Some Bulldozer and Bobcat articles have sprung up

Page 5 - Seeking answers? Join the AnandTech community: where nearly half-a-million members share solutions and discuss the latest tech.

JFAMD

Senior member
May 16, 2009
565
0
0
If I read the small print correctly, AMD isn't even banking on improved IPC.
http://www.anandtech.com/Gallery/Album/754#6


To me that reads like: "Okay, there will be a loss on serial single-threaded workloads, but we managed to keep this loss under control, so it's not going to be significant."
So the approach seems to favour parallel workloads, more cores per die, less transistors per core... that sort of thing. But not better IPC.

This is where reading the small print and drawing conclusions vs. asking the question will get you in trouble.

The comparison is NOT against previous generation. The comparison is two threads running on one module vs. 2 threads running on two complete dedicated cores.

Very minor impact in overall performance per thread, huge impact in power savings and die level savings (cost).
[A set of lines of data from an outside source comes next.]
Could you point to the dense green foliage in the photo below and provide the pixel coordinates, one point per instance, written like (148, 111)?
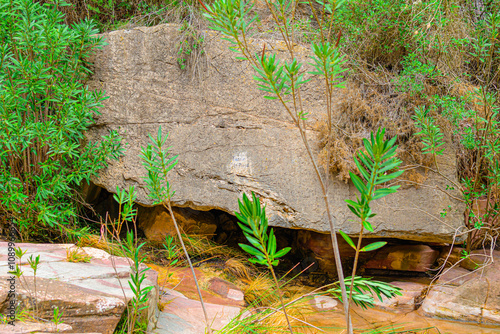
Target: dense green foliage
(45, 109)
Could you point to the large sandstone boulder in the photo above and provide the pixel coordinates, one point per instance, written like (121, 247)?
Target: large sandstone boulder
(230, 140)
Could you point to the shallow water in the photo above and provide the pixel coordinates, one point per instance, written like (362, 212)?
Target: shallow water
(365, 320)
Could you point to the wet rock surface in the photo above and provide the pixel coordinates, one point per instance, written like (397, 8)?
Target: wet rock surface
(471, 297)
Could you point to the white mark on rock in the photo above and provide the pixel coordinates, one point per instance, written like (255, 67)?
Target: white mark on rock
(241, 165)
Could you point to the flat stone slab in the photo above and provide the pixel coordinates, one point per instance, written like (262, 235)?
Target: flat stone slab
(91, 296)
(184, 315)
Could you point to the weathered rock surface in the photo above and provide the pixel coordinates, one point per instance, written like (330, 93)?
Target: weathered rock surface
(91, 296)
(231, 140)
(323, 303)
(476, 299)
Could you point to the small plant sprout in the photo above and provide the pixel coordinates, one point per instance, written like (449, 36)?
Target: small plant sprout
(377, 166)
(34, 262)
(253, 221)
(158, 162)
(171, 248)
(56, 319)
(137, 277)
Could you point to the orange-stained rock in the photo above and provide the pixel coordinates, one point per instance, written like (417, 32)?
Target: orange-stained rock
(477, 299)
(404, 257)
(409, 301)
(156, 222)
(226, 289)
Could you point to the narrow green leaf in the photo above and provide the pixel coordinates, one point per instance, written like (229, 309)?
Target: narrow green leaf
(347, 239)
(373, 246)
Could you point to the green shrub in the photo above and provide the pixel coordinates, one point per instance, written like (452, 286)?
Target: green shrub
(45, 109)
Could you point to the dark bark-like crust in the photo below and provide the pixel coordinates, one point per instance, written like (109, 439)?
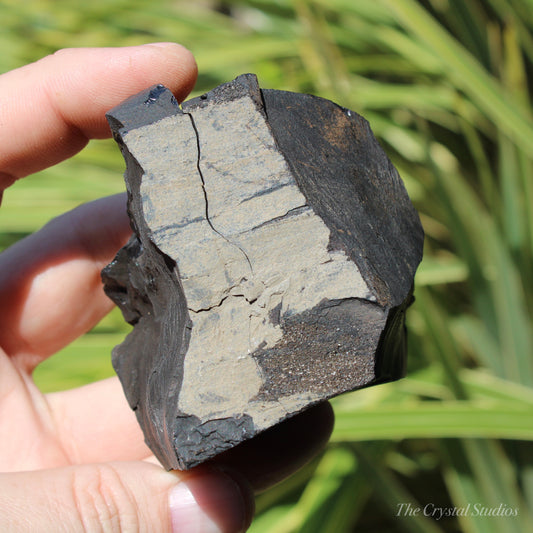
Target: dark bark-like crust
(271, 265)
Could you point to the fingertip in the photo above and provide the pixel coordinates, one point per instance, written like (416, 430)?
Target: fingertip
(211, 501)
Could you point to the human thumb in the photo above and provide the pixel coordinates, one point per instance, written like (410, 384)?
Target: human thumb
(123, 496)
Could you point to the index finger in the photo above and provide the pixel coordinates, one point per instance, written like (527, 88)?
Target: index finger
(51, 108)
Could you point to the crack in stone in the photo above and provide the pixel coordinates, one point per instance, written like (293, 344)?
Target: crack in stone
(200, 173)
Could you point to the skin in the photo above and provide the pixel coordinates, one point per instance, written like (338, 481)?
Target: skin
(76, 460)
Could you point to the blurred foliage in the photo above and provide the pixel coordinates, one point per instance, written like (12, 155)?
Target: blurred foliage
(445, 86)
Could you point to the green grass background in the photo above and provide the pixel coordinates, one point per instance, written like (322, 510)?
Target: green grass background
(445, 85)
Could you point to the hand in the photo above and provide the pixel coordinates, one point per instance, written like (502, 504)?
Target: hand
(76, 460)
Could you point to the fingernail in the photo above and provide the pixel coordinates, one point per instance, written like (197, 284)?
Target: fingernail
(211, 502)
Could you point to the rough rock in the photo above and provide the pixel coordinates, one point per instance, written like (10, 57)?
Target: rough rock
(272, 261)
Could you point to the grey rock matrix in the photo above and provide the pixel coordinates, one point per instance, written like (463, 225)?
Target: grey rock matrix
(271, 265)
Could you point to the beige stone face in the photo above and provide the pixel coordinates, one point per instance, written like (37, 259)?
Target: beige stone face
(245, 243)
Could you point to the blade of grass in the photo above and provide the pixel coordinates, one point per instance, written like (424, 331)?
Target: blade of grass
(467, 73)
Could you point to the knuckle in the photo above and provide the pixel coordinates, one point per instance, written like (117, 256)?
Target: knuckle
(104, 503)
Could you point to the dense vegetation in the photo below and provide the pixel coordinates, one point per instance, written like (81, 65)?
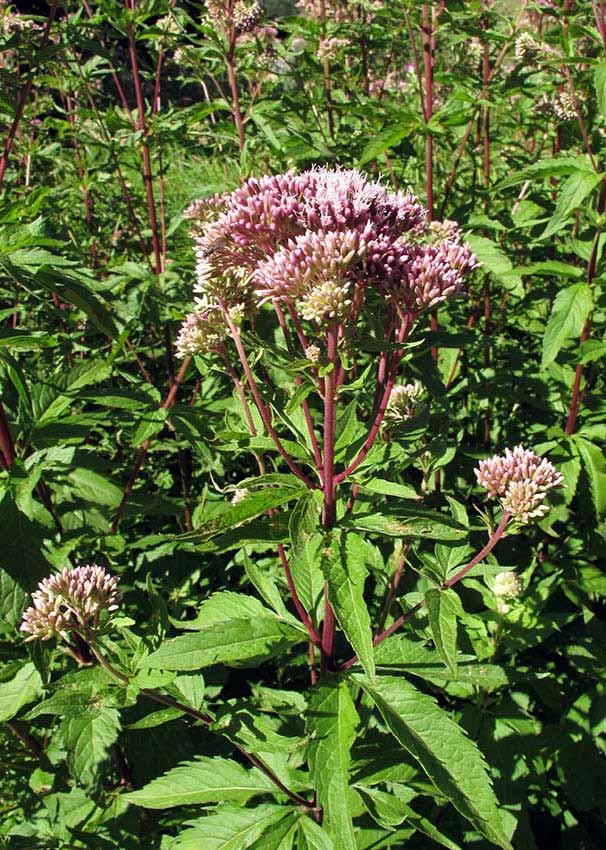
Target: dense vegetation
(297, 587)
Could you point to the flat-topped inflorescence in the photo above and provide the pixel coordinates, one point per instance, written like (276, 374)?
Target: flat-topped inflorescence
(72, 599)
(520, 480)
(318, 241)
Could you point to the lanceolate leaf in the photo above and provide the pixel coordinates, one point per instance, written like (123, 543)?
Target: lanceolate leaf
(233, 642)
(451, 760)
(332, 721)
(87, 736)
(315, 837)
(442, 610)
(570, 309)
(22, 689)
(205, 780)
(570, 196)
(595, 467)
(345, 571)
(230, 828)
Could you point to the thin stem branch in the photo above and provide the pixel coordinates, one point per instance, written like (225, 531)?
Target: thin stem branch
(378, 419)
(263, 411)
(166, 404)
(492, 541)
(201, 717)
(24, 95)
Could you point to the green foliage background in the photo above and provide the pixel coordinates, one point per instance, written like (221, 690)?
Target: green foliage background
(464, 696)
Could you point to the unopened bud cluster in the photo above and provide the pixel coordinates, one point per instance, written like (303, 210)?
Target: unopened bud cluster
(246, 16)
(506, 586)
(318, 241)
(561, 107)
(520, 480)
(528, 50)
(404, 402)
(72, 599)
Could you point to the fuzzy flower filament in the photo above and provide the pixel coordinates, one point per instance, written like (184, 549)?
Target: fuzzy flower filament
(73, 599)
(520, 480)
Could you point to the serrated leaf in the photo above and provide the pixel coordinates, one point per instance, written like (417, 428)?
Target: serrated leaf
(18, 339)
(568, 314)
(149, 425)
(344, 568)
(253, 505)
(599, 81)
(409, 521)
(87, 736)
(23, 688)
(571, 195)
(443, 610)
(595, 467)
(331, 722)
(204, 780)
(230, 828)
(315, 837)
(383, 141)
(451, 760)
(237, 643)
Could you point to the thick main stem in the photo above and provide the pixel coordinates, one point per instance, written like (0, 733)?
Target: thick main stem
(329, 512)
(575, 399)
(145, 154)
(261, 407)
(25, 93)
(230, 63)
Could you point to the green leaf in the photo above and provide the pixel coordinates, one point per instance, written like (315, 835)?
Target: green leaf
(22, 689)
(20, 340)
(568, 314)
(570, 197)
(400, 654)
(451, 760)
(442, 610)
(70, 289)
(87, 736)
(496, 262)
(331, 722)
(230, 828)
(149, 425)
(95, 488)
(599, 81)
(237, 643)
(206, 779)
(253, 505)
(314, 836)
(595, 467)
(383, 141)
(344, 567)
(409, 520)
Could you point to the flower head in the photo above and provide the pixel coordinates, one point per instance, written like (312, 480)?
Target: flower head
(240, 494)
(404, 402)
(201, 331)
(506, 586)
(317, 240)
(520, 479)
(72, 599)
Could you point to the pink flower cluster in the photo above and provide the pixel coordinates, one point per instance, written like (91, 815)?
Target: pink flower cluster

I have said it several times. IPC WILL BE HIGHER.
 

JFAMD

Senior member
May 16, 2009
565
0
0
Thanks for the info. I have to say, this is a surprise. What happened to the "4/8 CPU" mentioned in an old slide before? You said to interpret that as "there will be a 4-core and 8-core variants available" instead of "4c/8t" since no HT on BD. The slide in question is below, but I can't link to your response - I forgot which forum it was, either here, at SA, or at AMDZone, I suppose.
desktoproadmap.jpg



I hope Scali's response has had you enlightened already. For the past weeks (or was it months already) it is getting tiresome having to explain "HT core", "logical core", "real core" over and over to people who think hyperthreading produces "one real + one hyperthreaded/logical core", and similar such fallacies regarding "logical cores", whether in HT context or not.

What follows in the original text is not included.